I have been reading that there are various tax laws that prevent one from doing things like locking in one's short term gains on a stock by purchasing (or selling) options, or resetting one's cost basis by selling and repurchasing a stock. Does this also apply if one of the accounts is tax sheltered and the other is not?

For instance, suppose I purchase a stock in an IRA and it appreciates in value. I then sell the stock but immediately repurchase it at about the same price in a non-tax sheltered accounts. Does this effectively reset my cost basis so I don't have any tax on the original gain since all the gains were in the IRA? What if it was a wash sale where I sold in my regular account and re-bought in the IRA?

Likewise, suppose I buy a stock and it skyrockets, but I'm concerned about it crashing before I can hold it for a year. If I sell immediately I could incur substantial taxes because it would count as ordinary income. If I sell options against it to lock in the gain it also counts as ordinary income even if the options are long term.. But what if I hedged the stock by selling options in an IRA account and the stock crashes. Does this bypass the taxes because the gains were in a tax sheltered account?

Even if I used two non-sheltered accounts this would apply, but does it make any difference if one of the accounts is tax sheltered?

Assume that in both cases the IRA is a Roth IRA, so I effectively pay no taxes on the gains, even when withdrawing.

3 Answers 3


What if it was a wash sale where I sold in my regular account and re-bought in the IRA?

You can't harvest loss.
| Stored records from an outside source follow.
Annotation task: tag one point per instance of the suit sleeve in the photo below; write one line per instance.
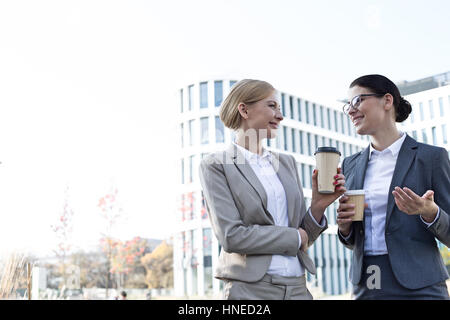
(348, 242)
(308, 223)
(230, 230)
(441, 188)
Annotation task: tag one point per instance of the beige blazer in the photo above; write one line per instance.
(237, 205)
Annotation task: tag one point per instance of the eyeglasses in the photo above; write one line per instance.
(356, 101)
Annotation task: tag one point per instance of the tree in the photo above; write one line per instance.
(63, 230)
(159, 267)
(111, 212)
(125, 256)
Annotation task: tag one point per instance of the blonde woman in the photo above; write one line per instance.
(256, 205)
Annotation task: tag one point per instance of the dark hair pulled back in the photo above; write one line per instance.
(380, 84)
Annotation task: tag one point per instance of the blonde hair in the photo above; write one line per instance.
(246, 91)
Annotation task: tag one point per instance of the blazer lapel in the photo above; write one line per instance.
(361, 167)
(289, 184)
(244, 167)
(405, 158)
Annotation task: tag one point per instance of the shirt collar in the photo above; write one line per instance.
(393, 148)
(250, 156)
From https://www.investopedia.com/articles/retirement/09/ira-wash-sale-rule.asp (mirror):

In 2008, the IRS issued "Revenue Ruling 2008-5," in which it addressed the question of whether the wash-sale rules apply to IRAs. In the ruling, the IRS explained that when shares are sold in a non-retirement account and substantially identical shares are purchased in an IRA within 30 days, the investor cannot claim tax losses for the sale, and the basis in the individual's IRA is not increased.


You can't sell options to lock in gains and protect the principal. In practical terms, you can hedge some of the risk with option selling but not all of the principal.
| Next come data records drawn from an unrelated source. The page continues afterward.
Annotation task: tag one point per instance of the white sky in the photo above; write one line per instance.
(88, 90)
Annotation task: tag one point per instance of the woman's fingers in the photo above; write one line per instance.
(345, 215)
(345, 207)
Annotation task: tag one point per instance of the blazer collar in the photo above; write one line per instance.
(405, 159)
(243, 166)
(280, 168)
There is no prohibition against protecting gains with short options or locking in gains with long options.

The only limitation is what types of trading are allowed in your retirement account (for example, you can't sell naked options).

There may be tax consequences for various types of trading. For example, selling non qualified covered calls changes the holding period of the stock.
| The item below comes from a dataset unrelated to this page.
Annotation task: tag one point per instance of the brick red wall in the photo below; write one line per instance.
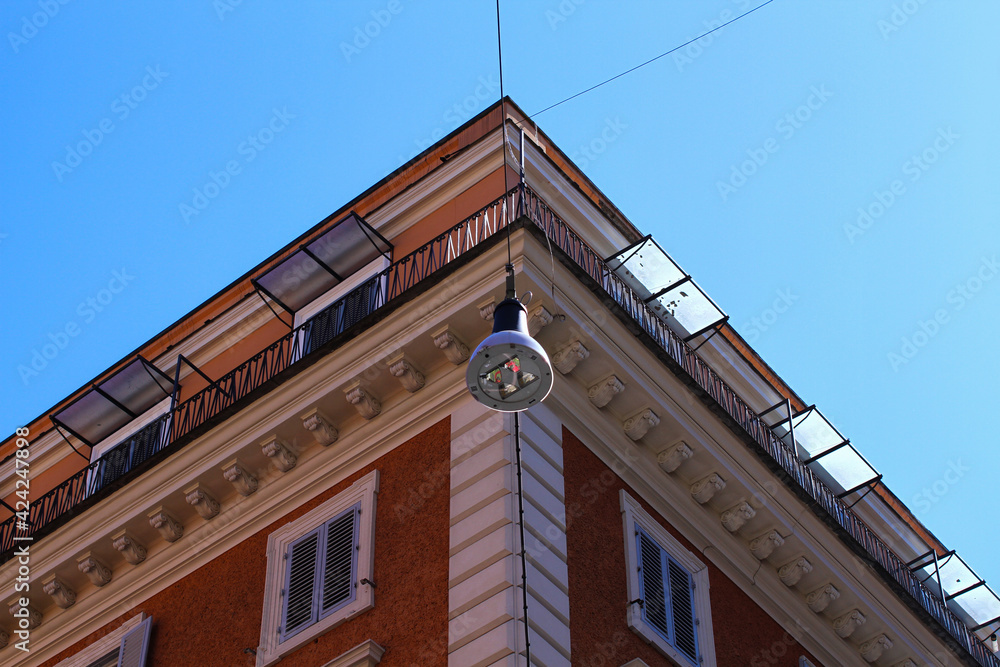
(745, 635)
(210, 616)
If you want to reset cost basis by moving a position from sheltered to non sheltered or vice versa, the IRS has no issue with gains. However, you will owe taxes on those gains either now (non sheltered) or later when you begin making withdrawals (sheltered).

Where you can get into trouble is wash sales (see Frank's answer).

The short answer is that you cannot avoid taxes on capital gains. You pay them now or you pay them later.

  • 1
    Some of what you are saying is confusing me... you said I will owe taxes on the gain when I begin making withdrawals (sheltered) but isn't a Roth IRA not taxed on withdrawals of gains? And you say you can't sell options to lock in gains, then say there is no prohibition on it, then say there may be tax consequences. The tax consequences are exactly what I'm looking for references to - for instance, I can't sell a covered call from a sheltered account on a stock in a non-sheltered because my broker would treat it as naked... (cont)
    – user12515
    Feb 4, 2021 at 16:49
  • ...but if I bought a put it's not clear to me if the sheltered nature of the account would prevent it from "co-mingling" for tax purposes, or if the fact that it's a separate account of different tax status would prevent this, just like it would prevent me from writing the calls.
    – user12515
    Feb 4, 2021 at 16:50
  • Tie my first 3 paragraphs together. Then see paragraph #3: `The only limitation is what types of trading are allowed in your retirement account (for example, you can't sell naked options). That's why you can't sell a naked call in your retirement account, for any reason. Feb 4, 2021 at 17:01
  • 1
    In the early part your question you stated IRA not Roth IRA so take my answer as applicable to a traditional IRA. If you are placing trades in two separate accounts then those trades are separate as is the taxation. No comingling. Suppose you own stock in a traditional IRA and you buy protective puts in your regular account. Gains on the IRA will be paid when you make withdrawals. Gains and loss in your regular account will go on the tax return of the year the trade is closed. Feb 4, 2021 at 17:02

It is legal and I have done it to sell a stock for a profit and the same day buy the stock back. This will reset the cost basis. It will also generate a tax liability. The wash rule does not apply in this case because you sold it stock at a gain.